Cześć, ja mam chyba podobny problem z tym że mieszkania w mieście w ogóle nie brałem i nie biorę pod uwagę (jestem ze wsi), tylko tak jak Ty własny mini domek poza. Jednak raczej połowę mniejszy od Twojego założenia (koszty, 1 os.) i się zastanawiam ile może kosztować budowa takiego letniskowego ale całorocznego "kurnika" pod klucz rękoma innych ludzi, projekt: http://pracownia-projekty.dom.pl/pt_...niskowy_ce.htm Wiem już przynajmniej że się w nim nie zamelduję...choćbym nawet z domu rodzicieli chciał się wymeldować i wydziedziczyć, to prędzej prawnie będę bezdomnym jak zameldowanym we własnym domu, jaki by on nie był (powierzchniowo). Chore mamy prawo, bo z kawalerkami o powierzchni poniżej 20m2 w mieście nie ma problemu by miały własny numer i można się było w nich zameldować  :mad:  to dyskryminacja ludzi bytujących poza miastem...

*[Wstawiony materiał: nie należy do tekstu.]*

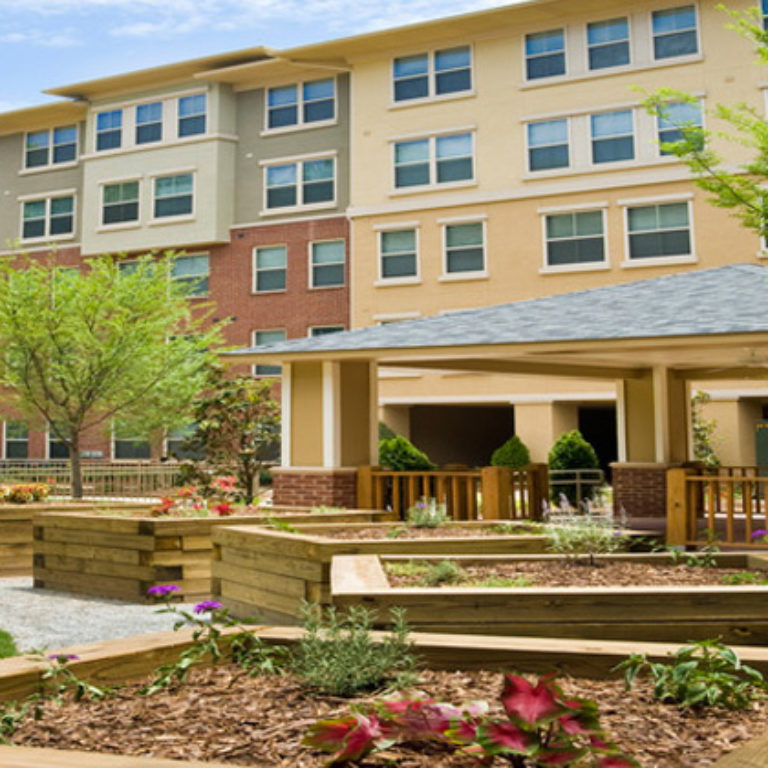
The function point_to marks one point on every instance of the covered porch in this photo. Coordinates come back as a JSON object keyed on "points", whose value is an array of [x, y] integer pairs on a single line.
{"points": [[652, 338]]}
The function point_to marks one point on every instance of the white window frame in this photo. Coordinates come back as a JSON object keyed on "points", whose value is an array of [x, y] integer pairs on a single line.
{"points": [[47, 197], [447, 276], [691, 258], [432, 78], [301, 125], [255, 270]]}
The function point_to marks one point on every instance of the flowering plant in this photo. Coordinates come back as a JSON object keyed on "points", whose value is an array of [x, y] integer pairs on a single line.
{"points": [[541, 728]]}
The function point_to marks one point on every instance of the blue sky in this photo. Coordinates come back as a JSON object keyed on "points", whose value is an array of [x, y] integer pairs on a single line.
{"points": [[46, 43]]}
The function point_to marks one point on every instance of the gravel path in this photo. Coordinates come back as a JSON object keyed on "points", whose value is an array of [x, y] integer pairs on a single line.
{"points": [[42, 618]]}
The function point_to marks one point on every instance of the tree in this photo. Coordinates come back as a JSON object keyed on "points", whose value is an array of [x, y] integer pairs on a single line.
{"points": [[84, 348], [237, 427]]}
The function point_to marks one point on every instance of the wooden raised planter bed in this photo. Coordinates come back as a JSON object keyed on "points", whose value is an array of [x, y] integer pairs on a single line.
{"points": [[268, 573], [737, 614], [16, 530], [120, 557]]}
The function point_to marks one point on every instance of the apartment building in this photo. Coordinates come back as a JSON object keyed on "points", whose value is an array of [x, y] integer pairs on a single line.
{"points": [[462, 162]]}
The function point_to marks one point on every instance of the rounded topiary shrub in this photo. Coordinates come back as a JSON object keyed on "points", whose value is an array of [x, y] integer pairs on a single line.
{"points": [[513, 453], [572, 451], [401, 455]]}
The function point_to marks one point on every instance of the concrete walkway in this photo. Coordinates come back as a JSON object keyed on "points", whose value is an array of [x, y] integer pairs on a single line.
{"points": [[43, 619]]}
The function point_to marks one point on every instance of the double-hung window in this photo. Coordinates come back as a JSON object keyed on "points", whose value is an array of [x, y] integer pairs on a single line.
{"points": [[305, 182], [545, 54], [120, 203], [49, 217], [674, 32], [435, 160], [109, 130], [464, 248], [192, 114], [299, 104], [659, 231], [327, 263], [613, 136], [548, 145], [149, 122], [426, 75], [270, 265], [608, 43], [398, 254], [267, 337], [575, 238], [173, 195]]}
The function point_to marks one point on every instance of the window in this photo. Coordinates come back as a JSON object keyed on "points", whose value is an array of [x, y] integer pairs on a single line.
{"points": [[608, 43], [674, 117], [398, 253], [51, 147], [16, 440], [674, 32], [436, 160], [657, 231], [120, 203], [464, 248], [173, 195], [109, 130], [545, 54], [437, 74], [310, 102], [327, 268], [302, 183], [192, 272], [269, 268], [192, 115], [267, 337], [50, 217], [548, 145], [149, 122], [613, 136], [575, 238]]}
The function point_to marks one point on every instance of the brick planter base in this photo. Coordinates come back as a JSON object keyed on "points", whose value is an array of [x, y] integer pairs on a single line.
{"points": [[314, 487]]}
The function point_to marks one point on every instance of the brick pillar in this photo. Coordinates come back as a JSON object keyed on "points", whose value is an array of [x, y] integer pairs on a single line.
{"points": [[312, 487]]}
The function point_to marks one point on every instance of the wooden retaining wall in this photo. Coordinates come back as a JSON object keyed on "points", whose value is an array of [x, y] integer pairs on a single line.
{"points": [[121, 557], [738, 615], [268, 574]]}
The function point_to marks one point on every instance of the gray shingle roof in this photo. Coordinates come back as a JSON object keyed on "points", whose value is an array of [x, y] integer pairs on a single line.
{"points": [[729, 299]]}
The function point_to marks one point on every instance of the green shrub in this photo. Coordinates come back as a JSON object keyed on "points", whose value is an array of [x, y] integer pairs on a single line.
{"points": [[401, 455], [572, 451], [514, 453]]}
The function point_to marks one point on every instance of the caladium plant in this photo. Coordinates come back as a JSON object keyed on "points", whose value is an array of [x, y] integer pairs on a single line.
{"points": [[541, 728]]}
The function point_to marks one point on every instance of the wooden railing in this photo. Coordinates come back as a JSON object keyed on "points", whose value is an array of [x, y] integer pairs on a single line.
{"points": [[725, 505], [490, 493]]}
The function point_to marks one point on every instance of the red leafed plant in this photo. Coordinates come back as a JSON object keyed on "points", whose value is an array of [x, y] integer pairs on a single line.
{"points": [[542, 728]]}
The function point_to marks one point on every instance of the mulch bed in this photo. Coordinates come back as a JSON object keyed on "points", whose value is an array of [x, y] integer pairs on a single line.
{"points": [[616, 574], [223, 715]]}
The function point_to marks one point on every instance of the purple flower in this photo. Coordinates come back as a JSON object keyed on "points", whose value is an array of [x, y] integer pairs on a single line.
{"points": [[163, 590], [207, 605]]}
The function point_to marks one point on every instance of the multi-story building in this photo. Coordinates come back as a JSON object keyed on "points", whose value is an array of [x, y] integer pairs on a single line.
{"points": [[462, 162]]}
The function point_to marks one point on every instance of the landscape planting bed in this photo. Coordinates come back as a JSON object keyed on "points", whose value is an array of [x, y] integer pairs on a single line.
{"points": [[737, 614], [268, 573], [121, 556]]}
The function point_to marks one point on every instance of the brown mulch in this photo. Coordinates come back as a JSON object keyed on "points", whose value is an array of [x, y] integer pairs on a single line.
{"points": [[616, 574], [223, 715]]}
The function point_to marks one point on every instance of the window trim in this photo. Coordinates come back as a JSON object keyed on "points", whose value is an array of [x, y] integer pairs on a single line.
{"points": [[255, 270], [301, 125], [310, 265]]}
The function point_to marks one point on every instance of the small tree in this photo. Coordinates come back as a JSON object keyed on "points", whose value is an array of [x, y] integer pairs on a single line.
{"points": [[238, 427], [513, 453], [84, 348]]}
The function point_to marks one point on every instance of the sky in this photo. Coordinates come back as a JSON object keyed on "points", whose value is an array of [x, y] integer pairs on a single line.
{"points": [[48, 43]]}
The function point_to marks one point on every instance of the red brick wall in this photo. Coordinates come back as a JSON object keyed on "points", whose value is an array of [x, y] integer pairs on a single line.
{"points": [[309, 488]]}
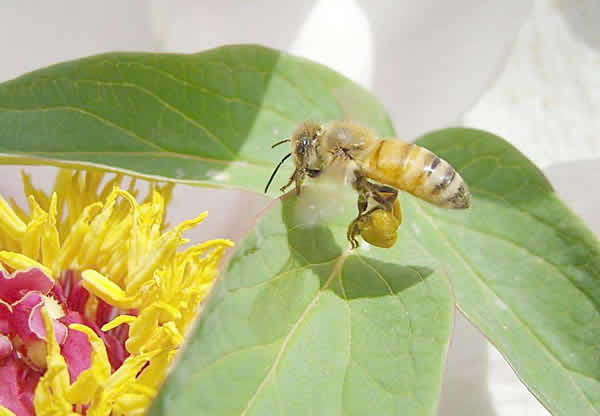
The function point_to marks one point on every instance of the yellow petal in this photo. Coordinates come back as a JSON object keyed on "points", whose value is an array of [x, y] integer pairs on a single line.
{"points": [[119, 383], [50, 393], [18, 261], [50, 240], [10, 223], [5, 412], [119, 320], [88, 381], [106, 290], [72, 245]]}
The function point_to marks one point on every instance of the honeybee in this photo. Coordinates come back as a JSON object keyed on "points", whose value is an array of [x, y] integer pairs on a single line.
{"points": [[376, 168]]}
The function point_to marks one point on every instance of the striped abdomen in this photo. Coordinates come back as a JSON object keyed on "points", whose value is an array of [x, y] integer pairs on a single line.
{"points": [[418, 171]]}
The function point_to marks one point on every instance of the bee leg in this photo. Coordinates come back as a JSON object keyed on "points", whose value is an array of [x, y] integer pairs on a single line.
{"points": [[384, 195], [297, 178], [355, 225]]}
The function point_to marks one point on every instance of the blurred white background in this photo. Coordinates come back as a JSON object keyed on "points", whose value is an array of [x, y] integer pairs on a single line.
{"points": [[526, 70]]}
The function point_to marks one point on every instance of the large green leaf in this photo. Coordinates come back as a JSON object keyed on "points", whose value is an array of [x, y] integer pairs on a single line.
{"points": [[209, 117], [323, 330], [524, 269], [298, 326]]}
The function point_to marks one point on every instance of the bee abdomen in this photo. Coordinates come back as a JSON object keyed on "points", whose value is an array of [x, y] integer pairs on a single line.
{"points": [[418, 171]]}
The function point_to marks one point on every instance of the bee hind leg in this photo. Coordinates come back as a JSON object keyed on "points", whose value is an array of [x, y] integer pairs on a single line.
{"points": [[356, 224], [369, 194]]}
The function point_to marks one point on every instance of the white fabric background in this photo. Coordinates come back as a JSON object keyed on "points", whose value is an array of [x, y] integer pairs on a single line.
{"points": [[526, 70]]}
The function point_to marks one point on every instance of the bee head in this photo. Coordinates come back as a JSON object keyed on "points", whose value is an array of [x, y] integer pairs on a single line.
{"points": [[304, 149], [304, 143]]}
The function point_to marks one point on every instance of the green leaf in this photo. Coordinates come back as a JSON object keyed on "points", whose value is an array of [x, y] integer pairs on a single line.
{"points": [[524, 269], [298, 326], [208, 118]]}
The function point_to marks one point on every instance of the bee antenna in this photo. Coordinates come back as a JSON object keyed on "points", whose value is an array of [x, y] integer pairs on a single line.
{"points": [[280, 142], [276, 169]]}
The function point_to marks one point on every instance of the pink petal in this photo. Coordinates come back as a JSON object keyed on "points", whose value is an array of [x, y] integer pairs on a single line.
{"points": [[115, 349], [13, 287], [76, 350], [27, 321], [76, 295], [17, 384], [5, 347], [5, 318]]}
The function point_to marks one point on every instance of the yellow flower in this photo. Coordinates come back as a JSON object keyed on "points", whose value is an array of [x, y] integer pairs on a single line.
{"points": [[106, 296]]}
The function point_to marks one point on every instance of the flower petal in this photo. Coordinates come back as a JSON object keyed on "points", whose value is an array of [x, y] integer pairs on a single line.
{"points": [[84, 389], [27, 322], [50, 393], [77, 352], [18, 261], [13, 394], [106, 289], [14, 286], [6, 347]]}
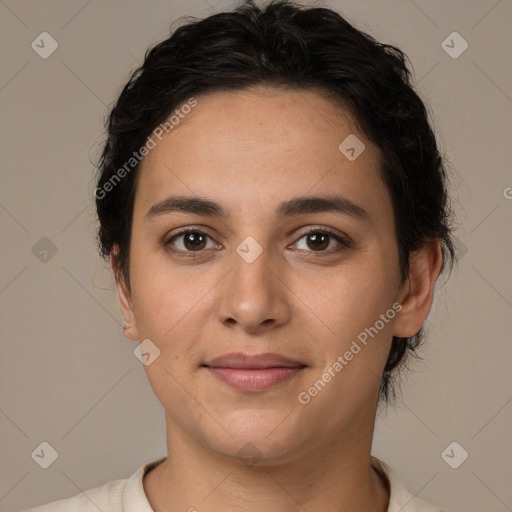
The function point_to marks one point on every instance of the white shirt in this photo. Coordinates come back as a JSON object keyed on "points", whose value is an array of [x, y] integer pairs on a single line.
{"points": [[128, 495]]}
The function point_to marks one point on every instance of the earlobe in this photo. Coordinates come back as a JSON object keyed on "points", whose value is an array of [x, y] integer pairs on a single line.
{"points": [[418, 290], [125, 301]]}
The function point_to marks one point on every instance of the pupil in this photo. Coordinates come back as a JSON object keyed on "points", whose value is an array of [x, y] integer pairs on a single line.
{"points": [[194, 240], [320, 239]]}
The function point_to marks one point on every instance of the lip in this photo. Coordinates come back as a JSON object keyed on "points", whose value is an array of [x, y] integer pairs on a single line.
{"points": [[253, 373]]}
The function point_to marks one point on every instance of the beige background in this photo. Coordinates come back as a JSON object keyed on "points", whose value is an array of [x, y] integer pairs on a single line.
{"points": [[68, 377]]}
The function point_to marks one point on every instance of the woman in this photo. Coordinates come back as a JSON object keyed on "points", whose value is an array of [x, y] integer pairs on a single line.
{"points": [[274, 207]]}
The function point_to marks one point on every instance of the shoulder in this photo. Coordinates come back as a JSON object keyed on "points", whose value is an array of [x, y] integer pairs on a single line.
{"points": [[116, 496], [107, 497], [400, 499]]}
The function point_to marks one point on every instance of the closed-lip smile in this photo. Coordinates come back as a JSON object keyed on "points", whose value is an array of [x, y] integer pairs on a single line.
{"points": [[253, 373]]}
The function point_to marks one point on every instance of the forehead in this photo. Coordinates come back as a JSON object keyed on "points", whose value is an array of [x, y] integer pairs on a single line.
{"points": [[256, 144]]}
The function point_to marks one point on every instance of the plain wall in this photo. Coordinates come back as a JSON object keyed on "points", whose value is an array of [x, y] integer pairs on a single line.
{"points": [[69, 377]]}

Z tym ze trzeba w tak małych budynkach osobnych pomieszczeń gospodarczych, kotłowni...to nie za małe budynki żeby stosować "typowe" c.o. z kotłem?

----------


## ACCel

To czy ktoś woli mieszkać w domku 35m2 (ewentualnie nieco więcej) czy w kawalerce to chyba jednak kwestia gustu i osobistych preferencji i trudno będzie pogodzić różne opinie w tej kwestii (zresztą po co, każdy sobie sam rozważy).

Widzę, że tematy małych i tanich domków zajmują czołowe miejsca na tym forum  :wink:  Ktoś już nadał temu nawet etykietkę micro living, a ja wspominałem że w Polsce to żadne micro bo 35m2 na dwie osoby (albo 50-60m2 na 4 osoby) to standard mieszkaniowy od lat :wink: 

Ktoś już wcześniej wkleił link do mojego projektu (jest także w stopce) - domku 50m2 na zgłoszenie za 25 000 zł.

Chciałbym wam parę kwestii doprecyzować bo widzę w tym wątku różne nieprecyzyjne opinie.
Jeżeli rozmawiacie o budynku *mieszkalnym* na zgłoszenie (bez zbędnych pozwoleń itp) to macie na myśli "wolno stojący parterowe *budynki rekreacji indywidualnej*, rozumiane jako budynki przeznaczone do okresowego wypoczynku, o powierzchni zabudowy do 35m2". Zwane także czasami domkami letniskowymi.
Nie budynki gospodarcze, nie altanki ani nie domki na terenie ROD (na to wszystko są osobne punkty w prawie budowlanym).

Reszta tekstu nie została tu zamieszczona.